Multi-annual contracts, a must-have

On September 17, the European Commission adopted a proposal for improving railway passenger and freight transport services. The proposal aims at boosting competition on the rail transport market and reconfirming the power of national authorities in regulating and improving the investment framework in the railway sector. The directive proposal on the establishment of a single railway area is an exercise for legislative reinforcement and simplification and consists in joining the three currently effective directives and their successive amendments into a single and coherent text. At the same time, the directive proposal aims to approach problems in key areas which affect the efficient operation of the rail transport market.

“Europe holds a top rank in railway technology, But, and this is a strong “but”, needs and deserves better railway services. We have to provide a broader range of high quality, viable and innovating services both for rail passenger transport and goods transport. This is the goal of this law package”, declared Siim Kallas, EC Vice President and European Commissioner responsible for transport. Ensuring an adequate quality of railway infrastructure through fair financing is one of the strategies comprised in the new directive. By amending the existing EU legislation on the railway market access, the Commission plans to create a favourable financing environment for public and private railway investments.
In 2011, the Commission will present the outcome of its activity which is currently developing the connections between TEN-T countries and adjacent European countries and connecting the networks in candidate countries to the TEN-T network.The Commission has been considering for a long time that improving the domestic market operation should stimulate railway industry in boosting efficiency and customer-orientation. The directive approaches problems that affect three key areas.

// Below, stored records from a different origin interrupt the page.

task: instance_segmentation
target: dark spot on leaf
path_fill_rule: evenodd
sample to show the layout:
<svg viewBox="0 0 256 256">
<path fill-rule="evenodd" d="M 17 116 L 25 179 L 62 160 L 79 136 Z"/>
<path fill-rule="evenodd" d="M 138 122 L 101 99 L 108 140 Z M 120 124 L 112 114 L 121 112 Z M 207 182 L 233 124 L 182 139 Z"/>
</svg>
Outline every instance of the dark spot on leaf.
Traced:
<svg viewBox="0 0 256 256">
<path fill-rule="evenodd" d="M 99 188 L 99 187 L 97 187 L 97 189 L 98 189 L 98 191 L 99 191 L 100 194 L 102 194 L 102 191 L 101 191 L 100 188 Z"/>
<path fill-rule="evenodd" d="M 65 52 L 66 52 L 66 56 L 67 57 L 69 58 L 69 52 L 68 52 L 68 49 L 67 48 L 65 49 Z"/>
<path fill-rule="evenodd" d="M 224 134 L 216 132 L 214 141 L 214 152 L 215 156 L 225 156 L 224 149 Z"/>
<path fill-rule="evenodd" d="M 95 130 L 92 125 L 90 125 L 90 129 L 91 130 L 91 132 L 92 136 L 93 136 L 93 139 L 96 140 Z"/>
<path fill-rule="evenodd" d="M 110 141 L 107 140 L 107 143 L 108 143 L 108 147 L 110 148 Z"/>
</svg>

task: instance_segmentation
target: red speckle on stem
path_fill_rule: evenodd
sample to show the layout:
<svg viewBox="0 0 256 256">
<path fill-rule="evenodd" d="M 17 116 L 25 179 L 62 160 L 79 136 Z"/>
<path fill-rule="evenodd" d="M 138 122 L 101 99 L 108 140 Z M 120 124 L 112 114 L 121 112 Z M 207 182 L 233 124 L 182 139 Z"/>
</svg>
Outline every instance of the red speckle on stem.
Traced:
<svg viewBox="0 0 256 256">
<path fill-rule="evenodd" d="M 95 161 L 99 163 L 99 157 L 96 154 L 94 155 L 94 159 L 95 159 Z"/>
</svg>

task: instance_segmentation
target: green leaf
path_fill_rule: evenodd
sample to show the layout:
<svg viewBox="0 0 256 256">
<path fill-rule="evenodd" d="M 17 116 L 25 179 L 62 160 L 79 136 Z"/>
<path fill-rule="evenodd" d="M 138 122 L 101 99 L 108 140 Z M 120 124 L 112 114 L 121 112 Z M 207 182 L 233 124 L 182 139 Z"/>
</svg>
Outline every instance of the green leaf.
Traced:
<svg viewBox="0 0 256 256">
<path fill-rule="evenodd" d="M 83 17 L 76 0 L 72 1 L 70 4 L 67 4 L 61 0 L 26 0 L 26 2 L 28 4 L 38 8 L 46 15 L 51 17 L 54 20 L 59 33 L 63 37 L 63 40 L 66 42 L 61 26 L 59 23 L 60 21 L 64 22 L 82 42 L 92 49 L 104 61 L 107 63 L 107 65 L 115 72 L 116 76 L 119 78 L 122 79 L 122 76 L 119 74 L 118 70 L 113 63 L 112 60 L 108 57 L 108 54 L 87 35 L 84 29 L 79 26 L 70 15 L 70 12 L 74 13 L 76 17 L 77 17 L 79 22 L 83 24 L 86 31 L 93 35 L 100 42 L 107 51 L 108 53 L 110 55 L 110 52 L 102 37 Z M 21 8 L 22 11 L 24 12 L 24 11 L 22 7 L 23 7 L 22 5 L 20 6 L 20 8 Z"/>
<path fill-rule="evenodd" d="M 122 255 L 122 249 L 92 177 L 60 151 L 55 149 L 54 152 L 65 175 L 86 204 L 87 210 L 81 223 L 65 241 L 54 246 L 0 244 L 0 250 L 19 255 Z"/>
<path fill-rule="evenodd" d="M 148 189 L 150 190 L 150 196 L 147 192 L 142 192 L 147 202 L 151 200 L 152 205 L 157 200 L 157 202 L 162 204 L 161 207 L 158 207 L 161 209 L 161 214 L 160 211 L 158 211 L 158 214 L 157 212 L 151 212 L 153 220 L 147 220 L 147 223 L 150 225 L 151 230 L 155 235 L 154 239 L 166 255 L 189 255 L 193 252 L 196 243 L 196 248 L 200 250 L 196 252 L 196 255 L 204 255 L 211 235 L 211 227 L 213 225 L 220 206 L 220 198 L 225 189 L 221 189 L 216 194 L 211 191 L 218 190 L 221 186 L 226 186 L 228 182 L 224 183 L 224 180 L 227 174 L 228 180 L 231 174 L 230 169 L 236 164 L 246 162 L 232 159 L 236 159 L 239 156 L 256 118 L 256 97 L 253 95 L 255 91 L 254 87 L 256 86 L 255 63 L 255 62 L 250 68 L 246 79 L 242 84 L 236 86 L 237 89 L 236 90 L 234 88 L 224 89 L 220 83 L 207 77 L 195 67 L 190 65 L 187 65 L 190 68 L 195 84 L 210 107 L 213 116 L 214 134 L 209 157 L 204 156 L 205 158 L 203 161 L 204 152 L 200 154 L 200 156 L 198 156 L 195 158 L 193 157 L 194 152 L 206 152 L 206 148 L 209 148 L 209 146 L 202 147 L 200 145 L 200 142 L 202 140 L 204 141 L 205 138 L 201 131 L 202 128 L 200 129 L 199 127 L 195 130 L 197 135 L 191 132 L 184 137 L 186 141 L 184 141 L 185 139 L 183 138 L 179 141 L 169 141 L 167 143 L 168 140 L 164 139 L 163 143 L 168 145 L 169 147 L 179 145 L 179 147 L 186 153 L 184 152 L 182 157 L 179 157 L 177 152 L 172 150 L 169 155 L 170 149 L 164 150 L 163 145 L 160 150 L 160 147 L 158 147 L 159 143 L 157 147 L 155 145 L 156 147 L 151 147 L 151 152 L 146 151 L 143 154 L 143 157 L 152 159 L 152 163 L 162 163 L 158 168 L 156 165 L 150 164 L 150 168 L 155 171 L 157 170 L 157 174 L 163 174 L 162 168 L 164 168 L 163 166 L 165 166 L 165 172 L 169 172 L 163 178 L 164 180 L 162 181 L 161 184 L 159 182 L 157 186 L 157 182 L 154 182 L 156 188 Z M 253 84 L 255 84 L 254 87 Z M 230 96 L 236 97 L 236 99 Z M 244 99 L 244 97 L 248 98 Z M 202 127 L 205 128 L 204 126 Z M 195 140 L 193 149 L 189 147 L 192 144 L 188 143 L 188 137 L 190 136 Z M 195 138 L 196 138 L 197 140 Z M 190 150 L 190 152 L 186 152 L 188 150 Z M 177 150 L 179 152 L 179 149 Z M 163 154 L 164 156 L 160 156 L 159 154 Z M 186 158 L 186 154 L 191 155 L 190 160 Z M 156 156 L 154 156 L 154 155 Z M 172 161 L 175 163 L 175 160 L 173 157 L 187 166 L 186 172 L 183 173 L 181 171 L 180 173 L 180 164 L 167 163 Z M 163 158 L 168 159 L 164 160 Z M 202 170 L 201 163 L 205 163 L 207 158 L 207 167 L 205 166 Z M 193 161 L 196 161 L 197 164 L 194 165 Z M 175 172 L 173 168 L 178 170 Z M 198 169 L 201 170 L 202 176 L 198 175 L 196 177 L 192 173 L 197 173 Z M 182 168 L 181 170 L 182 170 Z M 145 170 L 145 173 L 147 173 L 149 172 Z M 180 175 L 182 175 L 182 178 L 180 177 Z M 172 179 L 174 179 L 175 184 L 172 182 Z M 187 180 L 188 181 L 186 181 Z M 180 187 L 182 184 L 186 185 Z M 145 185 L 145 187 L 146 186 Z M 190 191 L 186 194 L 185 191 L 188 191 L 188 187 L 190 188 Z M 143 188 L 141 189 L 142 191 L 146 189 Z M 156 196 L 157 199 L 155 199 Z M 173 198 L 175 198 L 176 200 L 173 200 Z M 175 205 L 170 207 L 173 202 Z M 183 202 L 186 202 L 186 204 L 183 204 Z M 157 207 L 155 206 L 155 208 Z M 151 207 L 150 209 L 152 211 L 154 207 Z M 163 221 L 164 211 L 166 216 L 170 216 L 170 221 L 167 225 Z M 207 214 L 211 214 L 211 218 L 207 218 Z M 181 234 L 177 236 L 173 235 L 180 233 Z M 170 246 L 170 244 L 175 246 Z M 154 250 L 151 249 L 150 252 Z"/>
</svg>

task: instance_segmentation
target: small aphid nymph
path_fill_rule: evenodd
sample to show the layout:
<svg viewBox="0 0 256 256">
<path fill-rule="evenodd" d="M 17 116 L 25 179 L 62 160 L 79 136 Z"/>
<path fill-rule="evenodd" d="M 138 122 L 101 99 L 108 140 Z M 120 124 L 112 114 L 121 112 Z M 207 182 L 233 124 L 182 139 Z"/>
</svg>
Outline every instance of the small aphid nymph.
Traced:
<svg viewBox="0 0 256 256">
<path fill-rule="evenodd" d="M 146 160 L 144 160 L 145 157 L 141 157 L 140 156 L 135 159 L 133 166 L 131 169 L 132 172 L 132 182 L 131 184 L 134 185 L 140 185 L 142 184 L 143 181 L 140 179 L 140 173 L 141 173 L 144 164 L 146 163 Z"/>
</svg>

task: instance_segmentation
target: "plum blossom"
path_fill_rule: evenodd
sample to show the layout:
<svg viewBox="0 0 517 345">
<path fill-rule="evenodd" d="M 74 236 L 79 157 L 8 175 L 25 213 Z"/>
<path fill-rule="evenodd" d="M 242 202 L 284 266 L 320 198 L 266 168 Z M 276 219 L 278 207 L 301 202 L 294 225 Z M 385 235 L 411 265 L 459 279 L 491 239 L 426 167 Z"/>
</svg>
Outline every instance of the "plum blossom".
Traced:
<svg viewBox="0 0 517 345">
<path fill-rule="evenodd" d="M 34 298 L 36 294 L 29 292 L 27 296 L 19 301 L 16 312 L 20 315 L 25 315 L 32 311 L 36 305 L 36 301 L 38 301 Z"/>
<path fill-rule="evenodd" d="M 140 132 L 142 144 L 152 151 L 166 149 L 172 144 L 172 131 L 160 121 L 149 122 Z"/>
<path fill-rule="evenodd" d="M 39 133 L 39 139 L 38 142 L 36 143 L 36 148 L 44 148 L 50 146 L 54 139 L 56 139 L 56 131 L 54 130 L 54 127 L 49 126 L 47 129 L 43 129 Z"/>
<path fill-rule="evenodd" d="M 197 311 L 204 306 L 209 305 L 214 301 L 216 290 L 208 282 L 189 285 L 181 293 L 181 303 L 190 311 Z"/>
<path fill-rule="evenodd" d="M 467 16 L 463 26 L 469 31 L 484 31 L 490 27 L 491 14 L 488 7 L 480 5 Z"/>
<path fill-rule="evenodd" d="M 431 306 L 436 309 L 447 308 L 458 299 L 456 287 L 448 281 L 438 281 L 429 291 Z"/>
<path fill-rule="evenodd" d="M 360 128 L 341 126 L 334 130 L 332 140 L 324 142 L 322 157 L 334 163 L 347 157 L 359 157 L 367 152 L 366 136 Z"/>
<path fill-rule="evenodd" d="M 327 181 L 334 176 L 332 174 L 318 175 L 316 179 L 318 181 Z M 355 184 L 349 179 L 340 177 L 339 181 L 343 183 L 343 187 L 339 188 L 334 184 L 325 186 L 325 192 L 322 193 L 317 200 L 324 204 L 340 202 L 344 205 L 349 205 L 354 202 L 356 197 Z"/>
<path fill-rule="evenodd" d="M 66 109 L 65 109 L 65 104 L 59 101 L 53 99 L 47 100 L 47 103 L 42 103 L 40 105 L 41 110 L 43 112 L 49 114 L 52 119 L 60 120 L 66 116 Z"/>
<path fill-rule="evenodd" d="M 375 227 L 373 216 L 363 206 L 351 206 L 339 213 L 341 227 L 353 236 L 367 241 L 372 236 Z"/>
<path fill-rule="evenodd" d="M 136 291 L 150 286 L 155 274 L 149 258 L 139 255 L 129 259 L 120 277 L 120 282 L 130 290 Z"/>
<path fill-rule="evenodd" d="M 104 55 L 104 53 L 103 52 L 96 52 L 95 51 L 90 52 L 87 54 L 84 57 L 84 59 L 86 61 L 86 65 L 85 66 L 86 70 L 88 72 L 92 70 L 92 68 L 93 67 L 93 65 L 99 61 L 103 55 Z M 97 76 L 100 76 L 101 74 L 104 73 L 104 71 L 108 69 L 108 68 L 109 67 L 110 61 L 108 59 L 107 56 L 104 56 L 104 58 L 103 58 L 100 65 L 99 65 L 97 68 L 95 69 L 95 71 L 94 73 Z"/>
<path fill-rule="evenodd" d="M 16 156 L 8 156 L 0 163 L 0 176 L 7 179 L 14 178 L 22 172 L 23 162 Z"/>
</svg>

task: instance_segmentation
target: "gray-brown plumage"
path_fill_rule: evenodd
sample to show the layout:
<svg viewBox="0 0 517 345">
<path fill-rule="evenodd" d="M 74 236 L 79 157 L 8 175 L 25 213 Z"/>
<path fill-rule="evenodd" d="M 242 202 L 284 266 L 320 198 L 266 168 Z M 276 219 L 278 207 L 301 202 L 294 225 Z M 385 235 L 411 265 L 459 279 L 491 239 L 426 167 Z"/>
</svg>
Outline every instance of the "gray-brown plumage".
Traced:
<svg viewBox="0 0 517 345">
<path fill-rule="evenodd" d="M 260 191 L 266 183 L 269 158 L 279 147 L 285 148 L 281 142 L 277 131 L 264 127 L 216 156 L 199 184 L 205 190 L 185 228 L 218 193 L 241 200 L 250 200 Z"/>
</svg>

Transparent access conditions

The directive proposal aims to increase competition on the railway transport market by ensuring more transparent market access conditions and easing access, for example by requiring an improved access (and, in certain conditions, even a guaranteed access) to services adjacent to railway transport, such as maintenance equipments, terminals, information desks and ticket offices, both for passenger and freight transport. It is necessary to establish clear norms on interest conflicts and discriminatory practices in the railway sector. It is also ne-cessary to require rather detailed “reference documents of the network”, annually published documents, so that potential market new-entrants would have a clear perspective on the characteristics of available infrastructure and operation conditions.
The proposal reinforces the national authorities’ capacity to regulate the railway sector and includes proposals for measures such as extending national authorities’ capacity to regulate the railway sector to services adjacent to railway transport. Until now, the aspects connected to the access to adjacent services didn’t always fall into the competence of national regulatory authorities. The proposal aims to consolidate the national authorities’ regulatory capacity in the railway sector (in what concerns for example sanctions, audit, appeal procedures and procedure initiation), as well as implement the obligation of these bodies to cooperate with their counterparts in cross-border problems.

Investment stimulants

The new norms on infrastructure financing and charges are tasked with creating a harmonized “financial architecture” to stimulate investments. Proposed measures include the necessity of long-term strategies and multiannual contractual agreements between public authorities and infrastructure managers (thus establishing a platform between financing, performances and business plans). The main goal is to provide market players with a broader predictability on the infrastructure evolution and stimulate them to improve performances.
It is worth mentioning that the directive proposal requires more specific and meaningful norms for infrastructure charges. Improving the implementation of effective tariff norms should reduce track access charges for rail transport operators from many member states. The new tariff norms (that introduce tariff modulation depending on the noise level based on the pattern of external cost charging in road transport, as well as cost reduction aimed to promote interoperability) should, at the same time, stimulate private investments in environmentally enhanced interoperable technologies.